Definition of Raoult's Law

Candela Rocío Barbisan | Feb. 2022
Chemical engineer

Perhaps, it is necessary to redefine the concept of vapor pressure, understanding it as the pressure exerted by the gaseous phase on a liquid phase (both in Balance), at a certain temperature in a closed system. This dynamic equilibrium is reached faster the larger the contact surface between the phases and, in this condition, we speak of saturated phases, both vapor and saturated liquid.

This law laid one of the foundations of the thermodynamics in 1887 and, following the logic From Raoult's Law, we see that the vapor pressure of a substance decreases in value when it goes from being pure to being part of a mixture. Based on the above, the expression The math of it is as follows:

P_i = x_iL P_i⁰

This means that the partial vapor pressure of a substance i in a mixture, P_i, is equal to the vapor pressure of the pure component, P_i⁰, (at the same temperature) times its mole fraction in the liquid phase, x_iL.

When talking about this Law, we refer to typical graphs like this:

Image taken from UCR3

this simple graphic It is very useful for estimating partial vapor pressures when a substance is part of a mixture, it also allows us to describe the composition of volatile solvents of a mixture, in its gaseous phase as well as many others Applications.

The mathematical expression of Raoult's Law was indicated in each graph for the components of the mixture A and B, in this case, a binary mixture formed by two pure substances. On the abscissa axis we observe the molar fractions corresponding to each component (in liquid phase), having to the left greater amount of component B and, in proportion, lesser amount of component A until the molar fraction of component B is 1 and that of A is 0. While, to the right, the fraction of component A increases, until only component A is obtained (xA=1). On the axis of the ordinates, respectively, we have the vapor pressures of the pure components, that is, when only has component A (xA=1) we have the vapor pressure of this same component and, conversely, it occurs on the ordinate axis of the left.
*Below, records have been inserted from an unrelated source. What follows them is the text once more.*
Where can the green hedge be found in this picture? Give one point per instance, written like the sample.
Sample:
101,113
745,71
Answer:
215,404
In the transition, the total pressure of the gas phase mixture does not correspond to the vapor pressure of each of the components. but rather to the sum of the partial pressure of its components (Dalton's Law), each of them being estimated from the law of Raoult.

It should be noted that the original Law has modifications based on deviations from the ideality of its compounds. When, depending on the intermolecular forces that come into play, there are interactions between both substances, this generates deviations, since there will be more or less tendency of one of them to remain in phase liquid or not.
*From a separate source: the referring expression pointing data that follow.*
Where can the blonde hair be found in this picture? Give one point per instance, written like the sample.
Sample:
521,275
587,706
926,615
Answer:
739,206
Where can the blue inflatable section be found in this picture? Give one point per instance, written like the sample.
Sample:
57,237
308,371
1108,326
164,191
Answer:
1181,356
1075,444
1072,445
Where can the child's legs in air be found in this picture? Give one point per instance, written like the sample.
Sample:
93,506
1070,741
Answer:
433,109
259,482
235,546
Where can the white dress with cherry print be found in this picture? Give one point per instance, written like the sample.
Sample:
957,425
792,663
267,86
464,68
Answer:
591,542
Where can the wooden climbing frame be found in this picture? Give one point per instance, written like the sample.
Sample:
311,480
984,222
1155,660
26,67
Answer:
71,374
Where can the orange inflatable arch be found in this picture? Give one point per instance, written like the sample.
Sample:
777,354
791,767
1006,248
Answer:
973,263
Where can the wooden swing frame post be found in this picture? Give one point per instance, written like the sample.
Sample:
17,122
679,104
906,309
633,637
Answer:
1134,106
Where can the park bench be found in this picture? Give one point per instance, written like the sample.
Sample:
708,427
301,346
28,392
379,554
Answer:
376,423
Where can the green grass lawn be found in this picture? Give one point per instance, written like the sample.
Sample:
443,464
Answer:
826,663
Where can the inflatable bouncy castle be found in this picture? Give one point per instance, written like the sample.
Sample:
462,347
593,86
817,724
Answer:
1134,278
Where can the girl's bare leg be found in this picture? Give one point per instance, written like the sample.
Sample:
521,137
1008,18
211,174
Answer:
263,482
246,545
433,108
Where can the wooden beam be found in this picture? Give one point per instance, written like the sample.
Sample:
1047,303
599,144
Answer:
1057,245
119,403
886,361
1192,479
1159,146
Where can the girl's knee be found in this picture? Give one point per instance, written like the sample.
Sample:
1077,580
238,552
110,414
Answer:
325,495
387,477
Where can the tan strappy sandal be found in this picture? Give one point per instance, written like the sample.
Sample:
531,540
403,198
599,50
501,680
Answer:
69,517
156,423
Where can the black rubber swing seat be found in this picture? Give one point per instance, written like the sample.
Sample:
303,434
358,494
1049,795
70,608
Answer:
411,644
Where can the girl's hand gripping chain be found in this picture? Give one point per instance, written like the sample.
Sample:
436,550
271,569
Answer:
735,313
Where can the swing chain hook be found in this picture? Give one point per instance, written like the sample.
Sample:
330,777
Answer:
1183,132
In short, when the deviation is negative from Raoult's ideal Law, the intermolecular forces in the solution are greater than in the pure components, therefore, the total pressure will be less than the Estimated. This means that the adhesive forces are stronger than the cohesive forces, which implies that the components are retained in the liquid phase of the mixture by forces of attraction greater than those of pure liquids. On the other hand, if the deviation is positive, the total pressure will be higher than the estimated one since the intermolecular forces in the solution are lower than in the pure components. Here, the cohesive forces between molecules are more important than the adhesive forces, therefore, the components have an easier time passing into the gas phase.

Mainly, Raoult's Law is applied in industrial techniques and to scale laboratory, in processes such as distillation and fractional distillation.